REPUBLIKA.CO.ID, JAKARTA -- Manager Grup Epidemiologi Spasial, Eijkman-Oxford Clinical Research Unit, Iqbal Elyazar meminta pemerintah jangan terburu-buru mengklaim kasus positif terinfeksi virus corona SARS-CoV2 (Covid-19) di Indonesia menurun. Sebab spesimen yang diperiksa di Indonesia belum banyak.
Menurut Iqbal, total orang yang diuji Covid-19 di Indonesia belumlah sebanyak negara-negara lain seperti Italia, Amerika Serikat (AS) bahkan Vietnam. "Total orang yang diuji Covid-19 di Indonesia adalah 0,4 per 1.000 orang. Bandingkan dengan Italia yaitu 39 per 1.000 orang, AS yaitu 24 per 1.000 orang, Vietnam 2,7 per 1.000 bahkan negara tetangga Malaysia bisa 7 per 1.000," ujarnya saat webinar konferensi video dalam jaringan, Ahad (10/5).
Apalagi, ia menambahkan, populasi di Indonesia cukup banyak dan pemeriksaan yang telah dilakukan belum cukup seimbang untuk menilai situasi jumlah kasus positif Cirona sesungguhnya. Ia meminta pemerintah melihat dan membandingkan rasio pemeriksaan di Tanah Air dengan negara lain.
Kalau pemeriksaannya sudah tinggi seperti Vietnam, Malaysia mungkin Indonesia bisa mengklaim penurunan kasus. Karena itu, ia meminta pemerintah tidak terburu-buru dan bersabar. Apalagi, ia menambahkan, jumlah spesimen yang diperiksa memungkinkan lebih tinggi dibandingkan orang yang dites.
"Karena satu orang bisa diambil spesimennya lebih dari sekali, misalnya sebanyak dua kali. Jadi ini fluktuatif banget," katanya.
Terlebih, ia menyebut laporan harian kasus Covid-19 yang biasanya diumumkan pemerintah setiap sore berdasarkan per tanggal yang dilaporkan, bukan tanggal pemeriksaan. Meski data itu benar tetapi laporan tidak cukup menilai apakah laju epidemiologi Covid-19 di Indonesia sudah landai atau belum.
Karena itu, ia meminta pemerintah segera membuat kurva epidemiologi sesuai dengan standar epidemiologi. Ia menambahkan, kurva ini penting untuk menilai efektivitas pembatasan sosial berskala besar (PSBB) untuk memutus penularan Covid-19 baik secara kualitatitatif maupun kuantitatif. Ia menambahkan, kurva epidemiologi ini bisa membantu untuk alat analisis untuk menilai PSBB.
"Kurva ini bisa dibuat untuk analisis sepanjang datanya benar, kurvanya benar, dan cara blmembacanya benar," ujarnya.

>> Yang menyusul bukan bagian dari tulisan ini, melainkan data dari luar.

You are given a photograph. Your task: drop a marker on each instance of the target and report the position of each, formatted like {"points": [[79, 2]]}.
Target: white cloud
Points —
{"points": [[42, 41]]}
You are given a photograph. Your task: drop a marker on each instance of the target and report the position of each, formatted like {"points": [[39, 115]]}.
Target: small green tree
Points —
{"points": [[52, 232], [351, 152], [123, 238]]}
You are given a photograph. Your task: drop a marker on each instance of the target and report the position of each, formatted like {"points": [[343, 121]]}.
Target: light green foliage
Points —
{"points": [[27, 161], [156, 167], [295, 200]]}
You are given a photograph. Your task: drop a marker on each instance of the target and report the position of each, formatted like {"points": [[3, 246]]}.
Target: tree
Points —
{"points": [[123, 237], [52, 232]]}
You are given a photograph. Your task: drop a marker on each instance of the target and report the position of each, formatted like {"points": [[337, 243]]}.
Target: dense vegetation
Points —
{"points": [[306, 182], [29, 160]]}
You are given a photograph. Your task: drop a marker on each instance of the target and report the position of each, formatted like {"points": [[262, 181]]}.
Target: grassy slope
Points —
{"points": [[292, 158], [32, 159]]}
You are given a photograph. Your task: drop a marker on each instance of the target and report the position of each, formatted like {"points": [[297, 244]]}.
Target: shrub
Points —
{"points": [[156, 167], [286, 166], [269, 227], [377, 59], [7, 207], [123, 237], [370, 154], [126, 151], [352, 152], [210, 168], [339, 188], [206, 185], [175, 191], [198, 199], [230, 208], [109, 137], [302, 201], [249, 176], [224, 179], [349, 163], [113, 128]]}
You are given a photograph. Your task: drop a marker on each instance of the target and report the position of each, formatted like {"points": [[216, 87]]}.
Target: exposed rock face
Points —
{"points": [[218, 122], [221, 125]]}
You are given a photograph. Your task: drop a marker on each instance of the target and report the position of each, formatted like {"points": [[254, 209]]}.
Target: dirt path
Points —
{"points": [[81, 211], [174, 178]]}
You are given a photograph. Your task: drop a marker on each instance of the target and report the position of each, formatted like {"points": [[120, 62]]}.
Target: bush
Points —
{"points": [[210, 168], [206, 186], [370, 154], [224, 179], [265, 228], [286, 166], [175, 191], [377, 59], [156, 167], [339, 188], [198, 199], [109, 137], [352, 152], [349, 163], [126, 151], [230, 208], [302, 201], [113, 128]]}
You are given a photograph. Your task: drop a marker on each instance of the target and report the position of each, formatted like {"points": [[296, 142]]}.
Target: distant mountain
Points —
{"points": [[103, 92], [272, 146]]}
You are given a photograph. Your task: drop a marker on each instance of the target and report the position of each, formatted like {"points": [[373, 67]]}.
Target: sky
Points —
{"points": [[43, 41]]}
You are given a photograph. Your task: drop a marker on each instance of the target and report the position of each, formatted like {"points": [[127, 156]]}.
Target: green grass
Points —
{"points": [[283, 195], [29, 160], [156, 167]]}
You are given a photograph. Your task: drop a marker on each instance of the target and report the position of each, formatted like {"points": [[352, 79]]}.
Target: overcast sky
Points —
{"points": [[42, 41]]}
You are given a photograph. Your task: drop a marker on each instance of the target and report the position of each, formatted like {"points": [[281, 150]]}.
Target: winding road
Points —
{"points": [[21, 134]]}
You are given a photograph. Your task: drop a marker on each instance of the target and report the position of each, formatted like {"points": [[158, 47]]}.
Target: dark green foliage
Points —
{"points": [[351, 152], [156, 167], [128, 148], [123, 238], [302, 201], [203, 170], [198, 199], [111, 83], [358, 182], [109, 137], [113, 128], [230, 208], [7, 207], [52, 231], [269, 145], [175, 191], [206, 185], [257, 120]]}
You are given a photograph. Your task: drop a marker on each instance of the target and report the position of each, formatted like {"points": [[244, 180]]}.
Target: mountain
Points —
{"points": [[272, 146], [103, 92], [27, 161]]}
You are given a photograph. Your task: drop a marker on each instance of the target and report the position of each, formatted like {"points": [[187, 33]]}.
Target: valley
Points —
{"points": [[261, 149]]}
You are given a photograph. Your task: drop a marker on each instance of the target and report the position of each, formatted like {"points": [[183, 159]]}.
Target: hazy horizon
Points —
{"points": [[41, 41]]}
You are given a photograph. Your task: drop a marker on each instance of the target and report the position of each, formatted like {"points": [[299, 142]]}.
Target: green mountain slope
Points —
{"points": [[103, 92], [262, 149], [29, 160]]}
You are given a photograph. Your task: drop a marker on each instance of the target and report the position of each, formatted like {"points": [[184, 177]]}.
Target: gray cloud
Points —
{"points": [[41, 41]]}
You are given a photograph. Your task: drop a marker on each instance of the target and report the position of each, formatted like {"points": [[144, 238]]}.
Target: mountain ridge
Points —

Kendati demikian, pihaknya menyadari persoalan Negara ini bukan hanya tentang pemeriksaan melainkan juga Big Data management. Artinya, ia menambahkan, manajemen data yang dimiliki Indonesia belum rapi.
"Anda bisa bayangkan sampel diambil di fasilitas kesehatan, kemudian dikirim ke laboratorium Covid-19, hasilnya dikumpulkan ke Badan Penelitian dan Pengembangan Kesehatan (Litbangkes) Kemenkes sebagai otoritas, di satu sisi ternyata ada rumah sakit yang juga mengumpulkan data pasien. Jadi sistem data ini belum terintegrasi," ujarnya.
Sebelumnya Menteri Koordinasi Bidang Pembangunan Manusia dan Kebudayaan (Menko PMK) Muhadjir Effendy bersyukur, prediksi pertambahan drastis jumlah pasien Covid-19 di Indonesia tidak terjadi. Dia menilai, dari hari ke hari, data pasien positif Covid-19 semakin lemah dan jumlah pasien yang sembuh semakin banyak.
"Kita bersyukur karena angka kasus kita rata-rata masih rendah. Itu bisa dilihat dari grafik yang paling kanan yaitu kasus per hari kita masih di bawah 500 paling tinggi puncaknya," kata Muhadjir saat teleconference di Jakarta, Jumat (8/5/2020).